Door de commissie BBV gepubliceerde vragen en antwoorden in 2017 hebben geleid tot wijzigingen in het bepalen van de tussentijdse winstnemingen op grondexploitaties. De winst moet worden genomen bij projecten met een negatieve en positieve boekwaarde (waar voorheen alleen winst werd genomen als de geboekte opbrengsten de geboekte kosten overschrijden). Als winstnemingsformule geldt: het percentage voortgang in de opbrengsten, vermenigvuldigd met het percentage in de voortgang in de kosten, vermenigvuldigd met de verwachte winst (gecorrigeerd voor onzekerheden).

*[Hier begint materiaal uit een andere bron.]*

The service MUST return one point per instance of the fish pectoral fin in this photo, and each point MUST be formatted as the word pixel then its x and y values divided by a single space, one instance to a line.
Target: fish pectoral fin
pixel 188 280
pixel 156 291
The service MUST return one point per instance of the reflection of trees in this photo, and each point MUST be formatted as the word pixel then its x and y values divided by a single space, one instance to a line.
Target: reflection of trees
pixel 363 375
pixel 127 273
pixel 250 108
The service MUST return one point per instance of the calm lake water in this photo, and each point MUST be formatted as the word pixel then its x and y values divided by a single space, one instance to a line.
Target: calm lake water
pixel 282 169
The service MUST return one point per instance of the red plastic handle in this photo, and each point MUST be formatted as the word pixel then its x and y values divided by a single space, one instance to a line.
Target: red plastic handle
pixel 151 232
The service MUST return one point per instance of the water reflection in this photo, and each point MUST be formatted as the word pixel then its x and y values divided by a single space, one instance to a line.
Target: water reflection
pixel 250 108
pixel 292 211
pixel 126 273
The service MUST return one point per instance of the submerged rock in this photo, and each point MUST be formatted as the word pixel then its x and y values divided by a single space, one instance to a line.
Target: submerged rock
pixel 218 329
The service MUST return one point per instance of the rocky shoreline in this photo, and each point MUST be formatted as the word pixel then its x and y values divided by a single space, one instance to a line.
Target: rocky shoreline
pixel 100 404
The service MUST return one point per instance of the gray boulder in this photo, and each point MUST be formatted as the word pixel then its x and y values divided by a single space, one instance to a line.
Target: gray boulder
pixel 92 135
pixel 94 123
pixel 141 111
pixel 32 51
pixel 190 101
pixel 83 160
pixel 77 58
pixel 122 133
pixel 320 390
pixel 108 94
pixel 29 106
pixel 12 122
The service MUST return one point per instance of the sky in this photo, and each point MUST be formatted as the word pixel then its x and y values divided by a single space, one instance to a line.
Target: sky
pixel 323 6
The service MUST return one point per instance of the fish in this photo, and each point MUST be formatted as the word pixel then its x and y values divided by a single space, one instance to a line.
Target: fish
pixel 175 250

De overige kortlopende activa, zoals debiteuren, overige vorderingen en liquide middelen, zijn opgenomen tegen de nominale waarde, verminderd met een voorziening voor oninbaarheid.
De algemene reserves dienen als algemeen financieel weerstandsvermogen. In bestemmingsreserves zijn bedragen gereserveerd voor (specifiek) benoemde toekomstige uitgaven of bijdragen aan budgetten.

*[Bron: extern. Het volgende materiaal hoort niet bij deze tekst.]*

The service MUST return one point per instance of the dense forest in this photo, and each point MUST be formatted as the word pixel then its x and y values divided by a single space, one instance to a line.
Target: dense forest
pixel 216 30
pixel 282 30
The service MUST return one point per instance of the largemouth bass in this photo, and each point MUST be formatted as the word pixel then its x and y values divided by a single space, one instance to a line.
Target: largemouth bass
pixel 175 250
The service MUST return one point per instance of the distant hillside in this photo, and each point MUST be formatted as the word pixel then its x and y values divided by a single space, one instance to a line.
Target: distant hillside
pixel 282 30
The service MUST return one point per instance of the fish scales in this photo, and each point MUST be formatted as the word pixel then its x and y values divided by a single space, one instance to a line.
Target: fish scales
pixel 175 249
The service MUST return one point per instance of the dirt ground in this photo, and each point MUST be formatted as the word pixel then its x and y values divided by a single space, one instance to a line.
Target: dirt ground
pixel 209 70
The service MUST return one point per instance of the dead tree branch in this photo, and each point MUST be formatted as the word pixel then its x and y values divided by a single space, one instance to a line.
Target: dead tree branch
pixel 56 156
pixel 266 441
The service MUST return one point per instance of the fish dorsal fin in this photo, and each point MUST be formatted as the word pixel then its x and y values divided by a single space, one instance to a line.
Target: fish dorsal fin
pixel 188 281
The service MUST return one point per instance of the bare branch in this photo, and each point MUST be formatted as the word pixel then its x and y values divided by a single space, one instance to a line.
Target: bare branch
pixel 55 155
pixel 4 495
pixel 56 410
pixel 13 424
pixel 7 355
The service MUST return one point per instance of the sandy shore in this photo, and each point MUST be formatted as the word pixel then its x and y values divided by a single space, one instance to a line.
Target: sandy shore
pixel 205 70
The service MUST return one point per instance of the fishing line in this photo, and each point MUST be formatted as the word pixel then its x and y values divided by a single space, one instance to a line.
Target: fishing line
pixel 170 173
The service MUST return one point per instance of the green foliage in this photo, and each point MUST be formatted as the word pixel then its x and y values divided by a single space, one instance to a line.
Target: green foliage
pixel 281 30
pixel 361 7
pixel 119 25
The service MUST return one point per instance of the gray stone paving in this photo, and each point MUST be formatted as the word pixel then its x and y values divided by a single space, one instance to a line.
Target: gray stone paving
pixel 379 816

Voorzieningen zijn opgenomen tegen nominale waarde, met uitzondering van de Voorziening APPA. Deze is gewaardeerd tegen contante waarde op basis van actuariële grondslagen.Voorzieningen voor planmatig onderhoud zijn onderbouwd met een meerjarenperspectief. Voor afvalstoffen en riolering zijn er voorzieningen, waarin we de jaarlijkse resultaten egaliseren.

Kortlopende passiva, zoals crediteuren en overige schulden zijn ook opgenomen tegen nominale waarde.

Op bijzondere waarderingsgrondslagen van specifieke balansonderdelen gaan we in bij het betreffende onderdeel in de toelichting op de balans.  

Resultaatbestemming

De mutaties in reserves waarover de gemeenteraad bij begroting(swijziging) al besloot, worden verantwoord na de bepaling van het saldo van baten lasten volgens de rekening van baten en lasten. Het resultaat volgens de rekening van baten en lasten leidt, samen met de mutaties in de reserves waarover de gemeenteraad al besloot, tot een nog te bestemmen nettoresultaat. Het nettoresultaat staat als afzonderlijke post op de balans. De gemeenteraad besluit over de resultaatbestemming bij de behandeling van de jaarrekening.